Heidfeld will be with BMW for next season at least, while Villeuenve's contract expires at the end of this year. Quite a few other drivers will also reach the end of their contracts this year and for the moment nobody really knows who might end up where. Theissen is not about to be drawn into discussing BMW's line up. "It's too early to say," he smiles.

Recently the Grand Prix Manufacturers' Association (GPMA), of which BMW Sauber is a member, signed a Memorandum of Understanding (MoU) on the commercial structure of F1, which should lead to a new Concorde Agreement. So is this the end of the long-running dispute between the GPMA and the sport's commercial bodies?

"Basically it is," Theissen confirms. "What happens now is the preparing for a new Concorde Agreement on the basis of the MoU. The MoU is fully accepted by everybody who signed it, so this is the commercial basis from 2008 onwards, even from now onwards because the money will be paid from 2006."

However, the technical and sporting regulations for the future, which are not part of the Concorde Agreement, are still to be resolved. "That's an ongoing discussion with the FIA," Theissen says. One proposal that has attracted criticism is the 'freeze' on engine development from 2008. BMW was thought to be against it but that's not quite the team's view.

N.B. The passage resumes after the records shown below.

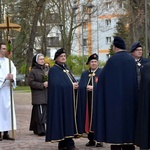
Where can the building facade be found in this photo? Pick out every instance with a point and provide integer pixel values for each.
(98, 26)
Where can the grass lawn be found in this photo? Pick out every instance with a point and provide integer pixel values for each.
(22, 88)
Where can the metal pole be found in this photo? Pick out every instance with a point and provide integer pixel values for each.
(146, 29)
(11, 99)
(82, 47)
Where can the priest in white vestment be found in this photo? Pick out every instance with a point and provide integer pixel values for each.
(5, 98)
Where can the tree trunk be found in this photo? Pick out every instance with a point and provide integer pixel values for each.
(29, 54)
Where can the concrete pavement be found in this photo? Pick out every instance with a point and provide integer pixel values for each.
(25, 139)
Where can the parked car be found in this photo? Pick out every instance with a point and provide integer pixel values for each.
(20, 79)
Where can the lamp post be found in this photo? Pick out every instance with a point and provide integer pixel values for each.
(61, 27)
(89, 6)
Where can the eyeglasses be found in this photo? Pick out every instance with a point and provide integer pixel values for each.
(138, 50)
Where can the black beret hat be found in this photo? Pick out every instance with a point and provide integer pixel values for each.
(59, 52)
(135, 46)
(93, 56)
(119, 42)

"We are supporting engine homologation, just not in the strict way it was proposed," Theissen explains. "But I think we have a very good proposal on the way which would achieve the targets of the FIA and would be acceptable the teams as well. I have to say I hadn't pushed for new regulations but it absolutely makes sense to get costs under control and in order to do that you need some form of regulations."

FIA President Max Mosley recently said the homologation rule will be implemented despite differing opinions on it. The rule was proposed to cut costs and while Theissen obviously supports that, it is at odds with any manufacturers' instinct to keep developing. "Yes, of course," he agrees. "But you cannot only follow your instincts!"

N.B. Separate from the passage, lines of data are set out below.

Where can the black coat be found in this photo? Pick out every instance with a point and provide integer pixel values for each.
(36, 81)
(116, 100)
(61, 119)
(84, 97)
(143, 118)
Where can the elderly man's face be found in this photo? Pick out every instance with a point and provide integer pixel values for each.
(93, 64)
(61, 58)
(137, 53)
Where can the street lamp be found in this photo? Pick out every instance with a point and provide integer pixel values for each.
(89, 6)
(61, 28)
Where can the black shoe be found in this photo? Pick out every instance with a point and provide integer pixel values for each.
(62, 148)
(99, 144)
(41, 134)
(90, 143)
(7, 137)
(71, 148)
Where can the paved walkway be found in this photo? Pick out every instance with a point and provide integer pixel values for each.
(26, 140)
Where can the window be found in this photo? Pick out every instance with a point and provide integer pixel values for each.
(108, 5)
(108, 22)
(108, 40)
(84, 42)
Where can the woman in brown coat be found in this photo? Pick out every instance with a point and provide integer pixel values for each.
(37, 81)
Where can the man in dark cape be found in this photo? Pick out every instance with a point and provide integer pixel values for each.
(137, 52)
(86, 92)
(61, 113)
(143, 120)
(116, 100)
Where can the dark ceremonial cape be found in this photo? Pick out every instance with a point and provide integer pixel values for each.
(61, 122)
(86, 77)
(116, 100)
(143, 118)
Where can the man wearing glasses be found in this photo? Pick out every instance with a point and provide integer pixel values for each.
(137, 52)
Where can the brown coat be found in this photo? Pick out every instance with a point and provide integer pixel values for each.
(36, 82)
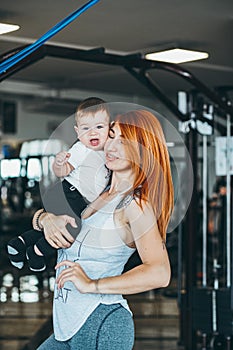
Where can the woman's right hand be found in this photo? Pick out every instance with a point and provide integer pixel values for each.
(55, 230)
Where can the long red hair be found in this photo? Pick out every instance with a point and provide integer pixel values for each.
(149, 156)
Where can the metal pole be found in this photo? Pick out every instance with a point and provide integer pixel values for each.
(228, 202)
(204, 220)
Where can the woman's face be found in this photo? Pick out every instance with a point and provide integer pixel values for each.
(115, 150)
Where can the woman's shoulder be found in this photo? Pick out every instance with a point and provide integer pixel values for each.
(133, 205)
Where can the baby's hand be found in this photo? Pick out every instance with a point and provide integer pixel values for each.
(62, 158)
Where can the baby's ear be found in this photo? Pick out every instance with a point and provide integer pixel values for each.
(76, 130)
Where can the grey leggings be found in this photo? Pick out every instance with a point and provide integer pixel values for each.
(109, 327)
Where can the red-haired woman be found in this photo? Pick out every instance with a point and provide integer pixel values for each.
(131, 214)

Outside of F1, BMW has a history of touring cars. Being a German manufacturer one might expect it to be involved in the German Touring Car series (DTM) but Theissen prefers the World Touring Car Championship (WTCC) as it's better for BMW's customer base.

"BMW probably has the strongest touring car heritage of any manufacturer and not just a heritage, we have a broad customer base as private teams so it's very important to us if we develop a touring car to do something which is useful to our customers as well," he says.

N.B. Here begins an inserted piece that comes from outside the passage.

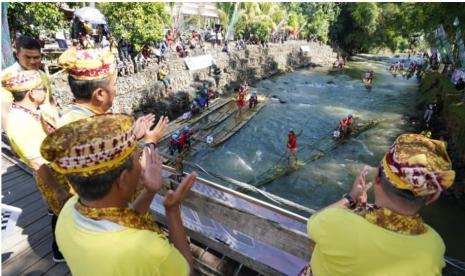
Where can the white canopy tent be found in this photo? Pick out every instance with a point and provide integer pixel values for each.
(206, 9)
(179, 10)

"The WTCC is operated with two litre cars which are identical to cars used in national racing series all over the world. So our new 320SI, as a works developed car, races in the world championship but every team can buy this car and take it to their national championship."

"As opposed to that, for instance with the DTM, it's great cars as well but you have to build new cars every year and you cannot use them anywhere but in the DTM. That would have been a problem because, for our customers worldwide, we need the two litre touring cars and you cannot do everything at the same time!"

Former CART (now Champ Car) and F1 racer Alex Zanardi now drives for BMW in the WTCC. After Zanardi's terrible accident at the EuroSpeedway Lausitz in September 2001, in which he lost both legs, it looked like his racing career was over. But Zanardi's determination saw him back in a race car in 2003.

He returned to the EuroSpeedway that year to drive 13 laps in a specially-designed and modified Champ Car to complete the 2001 race distance. Now it's possible Zanardi may try an adapted F1 car for size. "We are thinking about it," Theissen smiles. "We are discussing it and I think we could do it. We are teasing him a bit and he is teasing us!"

He concludes: "He (Zanardi) is able to use the foot brake... it's amazing, I really admire how he is able to do that." And on that thought-provoking comment, given Zanardi's history, there is little else to say. BMW and its drivers are forging ahead.